These ecstatically engineered cyborg installations are psychedelic mixtures of the ancient and futuristic, steeped in cosmic mythology. I was reminded by Chroma V of the classical sculpture Laocoön, from the Vatican, in which the Trojan priest and his sons battle a terrible writhing serpent. Now Laocoön and his sons are here among Kim’s swollen suns.
Yunchul Kim, Argos - the Swollen Suns. Korean Pavilion, 2022.
Courtesy of the artist. Photo by Roman März
His installation Argos – The Swollen Suns takes the first part of its name from the hundred-eyed giant of Greek antiquity. Dangling from curling matte-black metal arms are electronic blooms, like bundles of light bananas, which play an irregular composition of flashing lights and soft hums. It’s an intergalactic Christmas tree hung with 246 Geiger-Müller tubes that detect cosmic rays colliding with the Earth’s atmosphere. Processes beyond our perception are turned into a light show, a concert performance conducted by the dance of the spheres.
Yunchul Kim, La Poussière de Soleils. Korean Pavilion, 2022.
Courtesy of the artist. Photo by Roman März
In the semicircular conservatory is a tall standing sculpture. It’s called La Poussière de Soleils, the Dust of Suns. On its back are tubes full of murky amber fluid; sunlight that has yet to be illuminated, still yet to set fire. Its façade comprises three hexagonal panels filled with a magical alchemical solution of la poussière de soleils, of the artist’s own invention.

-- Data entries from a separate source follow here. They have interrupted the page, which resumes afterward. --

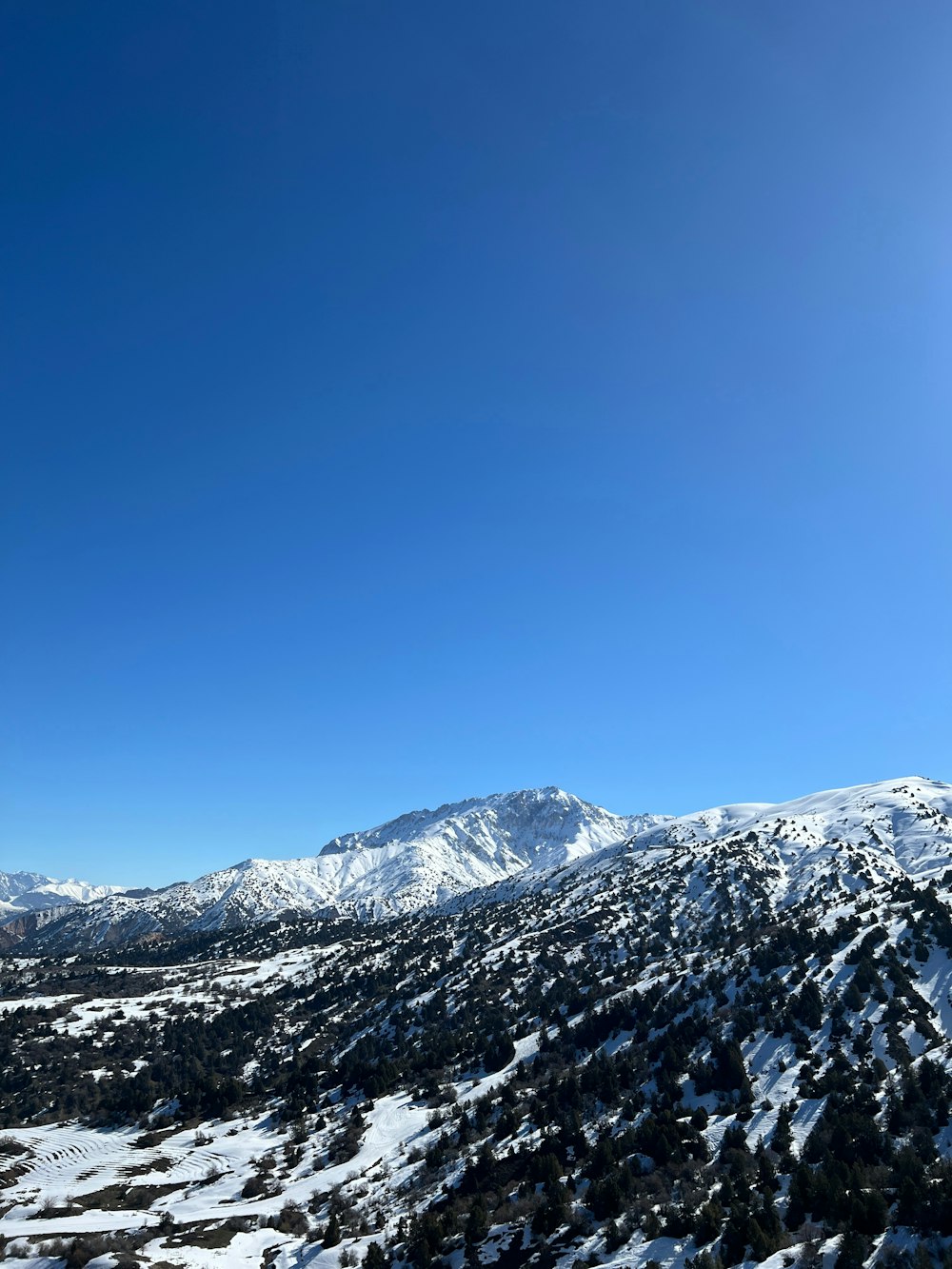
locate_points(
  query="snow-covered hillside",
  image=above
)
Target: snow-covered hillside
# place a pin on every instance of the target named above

Each appears filled with thick golden sunshine. The bubbles blown through them leave trails of light even brighter and more golden; like trails of light torn through the heavens, like pools of shooting stars.
In the shadow of La Poussière de Soleils stands a smaller piece, Flare. A sealed glass vessel containing two liquids coated in hydrophilic (which is to say, having a special affinity for water) materials, which are stirred around one another into a vortex, like a gathering storm. They do not mix at all. At the bottom the heavy iridescent gloop gleams like metal. It turns like wet flames in a fire. Everything here seems unreal. This whole exhibition could be a map of the universes.
On the wooden floor between the sculpture’s legs is a blurry revolving prismatic shimmering pattern: the pavilion lights refracted through the Flare, spinning slowly around, glowing delicately, soft around the edges. It’s the faintest, most beautiful sun of all.